I am hobbling back slowly from my vision quest. I know it was two weeks ago. It has just been so delicious to be at least semi-silent, padding around in my little house, inbetween some spectacular praying in the tipi, ooh la la, some spectacular rattling and singing & some spectacular turning-your -heart-inside-out-just-to-get-more-surface-area & some spectacular no-reason-to-say-no-to-love-EVER going on in the tipis & just in the everyday of being me (& in feeling like you are so very much me too, you all should be feeling pretty good too, by now).
The crazy thing about all of this is the flipside of feeling so connected & one with everything is that sometimes I don't feel so good, cause I get scared this feeling is going to go. I mean, be honest, have you ever broken up with someone that you really really loved, only so you wouldn't have to go through the pain of having them leave you? Be honest. Well, it is a little bit like that . . . I wake up sometimes in the morning, imagining how I would feel if I didn't feel connected to anything, if I didn't feel rooted in the chain of love . . if I just disappeared into the sea or night . . .
I can get myself all worked up into that. I have had my girls so close to me in the last weeks in the tipi, sitting right next to me (I mean who gets to do that? like all the time?) but then when it gets time to leave them and go home, I can get myself crazed in a heartbeat, that somehow, insanely, I am alone . . .

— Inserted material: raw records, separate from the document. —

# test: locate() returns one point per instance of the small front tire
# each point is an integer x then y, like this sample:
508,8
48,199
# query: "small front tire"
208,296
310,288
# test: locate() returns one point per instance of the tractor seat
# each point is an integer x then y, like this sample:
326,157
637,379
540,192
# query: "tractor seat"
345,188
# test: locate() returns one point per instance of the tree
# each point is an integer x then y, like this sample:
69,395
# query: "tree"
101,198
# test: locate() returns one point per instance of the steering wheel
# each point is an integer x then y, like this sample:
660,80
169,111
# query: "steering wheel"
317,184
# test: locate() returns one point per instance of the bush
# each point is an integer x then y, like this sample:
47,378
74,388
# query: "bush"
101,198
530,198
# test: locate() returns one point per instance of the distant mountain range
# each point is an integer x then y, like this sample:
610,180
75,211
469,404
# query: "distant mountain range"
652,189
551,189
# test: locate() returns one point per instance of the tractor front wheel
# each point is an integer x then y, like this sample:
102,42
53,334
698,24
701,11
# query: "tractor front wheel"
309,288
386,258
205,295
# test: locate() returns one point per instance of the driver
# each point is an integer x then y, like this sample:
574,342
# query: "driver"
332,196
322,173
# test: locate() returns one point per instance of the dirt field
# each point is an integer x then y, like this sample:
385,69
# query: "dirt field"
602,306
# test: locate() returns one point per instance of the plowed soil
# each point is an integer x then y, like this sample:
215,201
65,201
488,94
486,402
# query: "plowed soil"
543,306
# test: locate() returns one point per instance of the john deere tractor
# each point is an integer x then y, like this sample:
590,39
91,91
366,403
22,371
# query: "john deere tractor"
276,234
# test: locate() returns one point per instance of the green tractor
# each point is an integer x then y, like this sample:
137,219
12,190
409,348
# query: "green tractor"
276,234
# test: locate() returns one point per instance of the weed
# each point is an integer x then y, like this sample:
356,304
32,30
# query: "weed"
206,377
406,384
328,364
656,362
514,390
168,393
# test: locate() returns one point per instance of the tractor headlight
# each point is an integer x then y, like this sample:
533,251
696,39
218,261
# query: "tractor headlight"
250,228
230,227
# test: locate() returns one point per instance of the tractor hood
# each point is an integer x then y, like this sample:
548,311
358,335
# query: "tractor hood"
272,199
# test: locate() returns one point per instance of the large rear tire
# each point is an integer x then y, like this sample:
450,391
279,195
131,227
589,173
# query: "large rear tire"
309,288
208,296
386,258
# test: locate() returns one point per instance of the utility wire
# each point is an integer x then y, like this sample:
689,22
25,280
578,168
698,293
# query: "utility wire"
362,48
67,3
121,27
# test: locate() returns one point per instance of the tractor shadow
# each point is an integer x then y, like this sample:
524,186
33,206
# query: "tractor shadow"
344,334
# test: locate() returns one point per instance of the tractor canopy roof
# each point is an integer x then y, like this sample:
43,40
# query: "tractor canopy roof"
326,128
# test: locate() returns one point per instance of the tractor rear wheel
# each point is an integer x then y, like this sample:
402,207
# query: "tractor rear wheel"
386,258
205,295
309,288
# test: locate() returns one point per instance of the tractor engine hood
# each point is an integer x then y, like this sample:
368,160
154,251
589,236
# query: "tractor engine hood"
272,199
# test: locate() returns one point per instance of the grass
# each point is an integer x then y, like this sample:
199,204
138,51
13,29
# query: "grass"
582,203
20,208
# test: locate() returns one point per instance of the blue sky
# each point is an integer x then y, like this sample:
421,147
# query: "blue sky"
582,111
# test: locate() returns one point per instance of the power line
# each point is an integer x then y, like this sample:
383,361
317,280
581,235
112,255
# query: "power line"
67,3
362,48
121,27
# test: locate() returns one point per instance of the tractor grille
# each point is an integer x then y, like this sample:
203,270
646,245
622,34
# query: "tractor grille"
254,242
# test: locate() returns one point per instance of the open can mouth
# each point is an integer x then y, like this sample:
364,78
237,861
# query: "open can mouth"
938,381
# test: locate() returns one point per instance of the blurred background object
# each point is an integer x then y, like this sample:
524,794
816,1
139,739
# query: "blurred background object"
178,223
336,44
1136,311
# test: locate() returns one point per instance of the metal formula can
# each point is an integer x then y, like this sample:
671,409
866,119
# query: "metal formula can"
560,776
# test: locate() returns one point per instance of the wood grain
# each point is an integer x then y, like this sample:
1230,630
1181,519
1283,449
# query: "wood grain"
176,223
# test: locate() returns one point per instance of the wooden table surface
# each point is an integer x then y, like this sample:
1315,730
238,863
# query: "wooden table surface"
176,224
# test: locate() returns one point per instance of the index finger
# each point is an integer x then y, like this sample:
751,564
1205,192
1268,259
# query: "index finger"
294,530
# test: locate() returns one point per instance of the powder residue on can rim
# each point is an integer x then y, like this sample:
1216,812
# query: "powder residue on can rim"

So yesterday I was looking out my kitchen window at the garden next door, which is where I have been praying lately, staring into the green & the flowers and I realized that if I really believed that I was never alone and if I really believed that I would be shown what my work was, on a daily basis, that I have been shown what my work is all along, then all I need to do is show up for that (joyfully would work) and do what needs to be done & be grateful, hmmm, well that makes everything quite simple & NO MORE THINKING REQUIRED, SO DON'T WASTE YOUR ENERGY
I looked down & realized that during this series of thoughts, this prayer, my right hand had opened flat on the window sill where before it had been clenched. I pressed down into the wood like something magic was in the center of my palm, hidden there all along.